Ultimately, our group's motivation is to develop a better foundational understanding of nonequilibrium quantum matter, which will have far-reaching consequences in condensed matter, statistical mechanics, quantum chaos, and quantum thermalisation. Such understanding can also lead to the development of better performing quantum algorithms and future quantum technologies that are robust in the presence of noise.
More information at our homepage: https://sites.google.com/view/wenweiho/
Wen Wei Ho obtained his PhD in physics at the University of Geneva in 2017 in the group of Dmitry Abanin, his MSc in physics at the University of Waterloo and Perimeter Institute of Theoretical Physics in 2014 working with Guifre Vidal, and his BA in physics from Princeton University in 2013. In 2017-2020 he was a Moore postdoctoral fellow at Harvard University where he worked primarily with Mikhail Lukin and Eugene Demler, while in 2020-2022 he was a postdoctoral research fellow at Stanford University, based at the Geballe Laboratory for Advanced Materials and Stanford Institute for Theoretical Physics.

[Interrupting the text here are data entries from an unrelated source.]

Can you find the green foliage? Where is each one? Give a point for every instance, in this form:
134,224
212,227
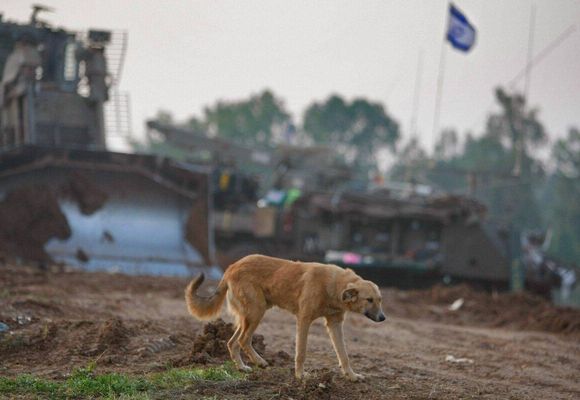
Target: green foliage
84,383
356,130
256,121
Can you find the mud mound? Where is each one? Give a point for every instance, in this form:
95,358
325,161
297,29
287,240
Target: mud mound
29,217
89,196
212,344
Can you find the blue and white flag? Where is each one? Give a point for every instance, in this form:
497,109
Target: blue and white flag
460,33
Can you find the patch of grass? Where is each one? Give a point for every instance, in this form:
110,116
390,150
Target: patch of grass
176,377
84,383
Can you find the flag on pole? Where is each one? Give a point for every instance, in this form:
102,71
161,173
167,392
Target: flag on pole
460,33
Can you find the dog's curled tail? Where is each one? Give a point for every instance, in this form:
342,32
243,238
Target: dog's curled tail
204,308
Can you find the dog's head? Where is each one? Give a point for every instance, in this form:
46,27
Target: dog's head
364,297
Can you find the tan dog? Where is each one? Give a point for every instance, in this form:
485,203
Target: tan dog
308,290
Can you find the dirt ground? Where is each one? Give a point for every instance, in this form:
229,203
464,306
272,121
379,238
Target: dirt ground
493,347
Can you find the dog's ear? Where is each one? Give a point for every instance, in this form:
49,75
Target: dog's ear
350,295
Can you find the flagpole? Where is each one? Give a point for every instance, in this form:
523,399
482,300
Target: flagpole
416,97
530,52
440,78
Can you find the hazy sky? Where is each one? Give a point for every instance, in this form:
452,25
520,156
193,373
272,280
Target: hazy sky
184,55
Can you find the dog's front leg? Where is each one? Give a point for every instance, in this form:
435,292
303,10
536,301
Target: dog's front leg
334,328
302,327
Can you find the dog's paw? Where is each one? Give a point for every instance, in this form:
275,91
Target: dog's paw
354,377
244,368
302,375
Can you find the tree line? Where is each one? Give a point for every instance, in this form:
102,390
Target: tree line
500,166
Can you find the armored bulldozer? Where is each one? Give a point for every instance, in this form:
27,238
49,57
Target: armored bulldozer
64,196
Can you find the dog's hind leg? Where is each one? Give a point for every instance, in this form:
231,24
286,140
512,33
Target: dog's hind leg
251,323
234,348
302,327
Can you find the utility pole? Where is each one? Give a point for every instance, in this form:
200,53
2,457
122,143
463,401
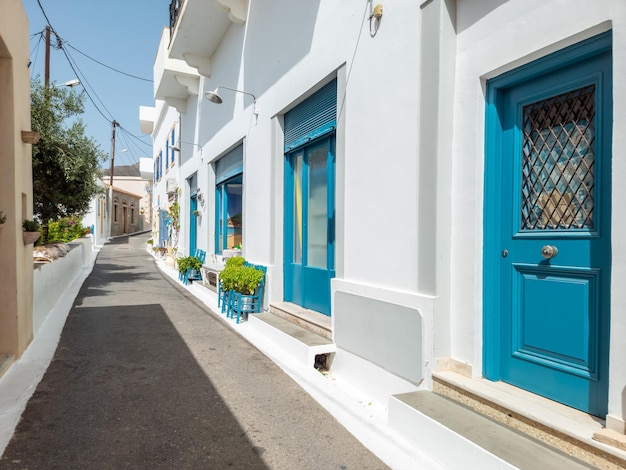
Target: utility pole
114,124
47,65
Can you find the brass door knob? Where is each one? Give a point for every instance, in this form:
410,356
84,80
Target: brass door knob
549,251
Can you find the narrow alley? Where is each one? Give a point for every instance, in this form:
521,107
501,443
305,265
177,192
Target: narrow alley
146,376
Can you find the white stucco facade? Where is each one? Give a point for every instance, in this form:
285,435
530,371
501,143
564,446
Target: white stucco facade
409,147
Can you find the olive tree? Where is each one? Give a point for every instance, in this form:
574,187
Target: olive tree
65,161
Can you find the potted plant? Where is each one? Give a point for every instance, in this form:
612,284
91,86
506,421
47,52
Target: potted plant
31,231
192,264
241,289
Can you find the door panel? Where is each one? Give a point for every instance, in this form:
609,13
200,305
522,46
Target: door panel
554,222
309,224
193,224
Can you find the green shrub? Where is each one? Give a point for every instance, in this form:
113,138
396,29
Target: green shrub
235,261
239,278
30,225
65,230
188,262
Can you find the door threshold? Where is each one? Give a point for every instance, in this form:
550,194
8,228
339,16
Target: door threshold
311,320
572,431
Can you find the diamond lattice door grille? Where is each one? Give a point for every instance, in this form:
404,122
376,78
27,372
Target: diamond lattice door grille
558,162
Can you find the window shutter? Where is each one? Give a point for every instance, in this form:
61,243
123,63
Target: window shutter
229,165
314,117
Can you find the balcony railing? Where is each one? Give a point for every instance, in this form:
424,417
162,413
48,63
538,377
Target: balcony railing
175,7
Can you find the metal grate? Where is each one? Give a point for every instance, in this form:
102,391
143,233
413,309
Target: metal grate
558,162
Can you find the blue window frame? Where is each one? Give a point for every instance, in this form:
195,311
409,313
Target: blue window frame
229,200
229,211
171,144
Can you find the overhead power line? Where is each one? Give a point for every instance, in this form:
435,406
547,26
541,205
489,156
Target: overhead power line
107,66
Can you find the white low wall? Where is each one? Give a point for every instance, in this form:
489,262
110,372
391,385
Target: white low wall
51,279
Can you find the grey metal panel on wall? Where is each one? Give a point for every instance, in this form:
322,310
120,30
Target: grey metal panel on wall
383,333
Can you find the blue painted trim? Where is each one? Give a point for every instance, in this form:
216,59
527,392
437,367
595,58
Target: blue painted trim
492,207
193,224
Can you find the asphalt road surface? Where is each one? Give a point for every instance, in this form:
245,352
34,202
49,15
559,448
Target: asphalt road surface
147,377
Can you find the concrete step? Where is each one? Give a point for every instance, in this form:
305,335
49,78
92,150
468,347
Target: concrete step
459,437
563,428
305,346
5,362
311,320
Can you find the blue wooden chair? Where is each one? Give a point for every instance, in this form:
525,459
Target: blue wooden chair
240,305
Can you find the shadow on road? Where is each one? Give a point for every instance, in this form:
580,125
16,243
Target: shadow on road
124,391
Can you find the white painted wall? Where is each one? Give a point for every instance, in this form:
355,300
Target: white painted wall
383,195
167,117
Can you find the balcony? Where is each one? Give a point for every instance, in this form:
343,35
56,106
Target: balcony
174,80
198,26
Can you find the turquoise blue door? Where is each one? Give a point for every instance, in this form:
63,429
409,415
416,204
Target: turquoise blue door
310,224
548,226
193,224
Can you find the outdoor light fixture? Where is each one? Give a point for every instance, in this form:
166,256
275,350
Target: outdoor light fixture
176,147
214,97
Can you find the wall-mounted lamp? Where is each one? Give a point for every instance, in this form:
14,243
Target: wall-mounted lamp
214,97
200,197
176,147
70,83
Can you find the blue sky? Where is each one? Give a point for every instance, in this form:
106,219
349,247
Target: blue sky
122,34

Since 2022, Wen Wei has been an Assistant Professor at the Department of Physics NUS, where he holds the title of Presidential Young Professor, and is also the recipient of the Singapore National Research Foundation Fellowship 2023. His research focuses on developing theories to understand both the fundamental and applied aspects of the dynamics of quantum many-body systems: what are novel quantum phases of matter one can find far-out-of-equilibrium, and how do we characterise their universality? How does one realise these phases in quantum simulators of today? How can one control and harness their properties for useful applications in quantum information science, like for quantum state tomography or measurement-based quantum computation?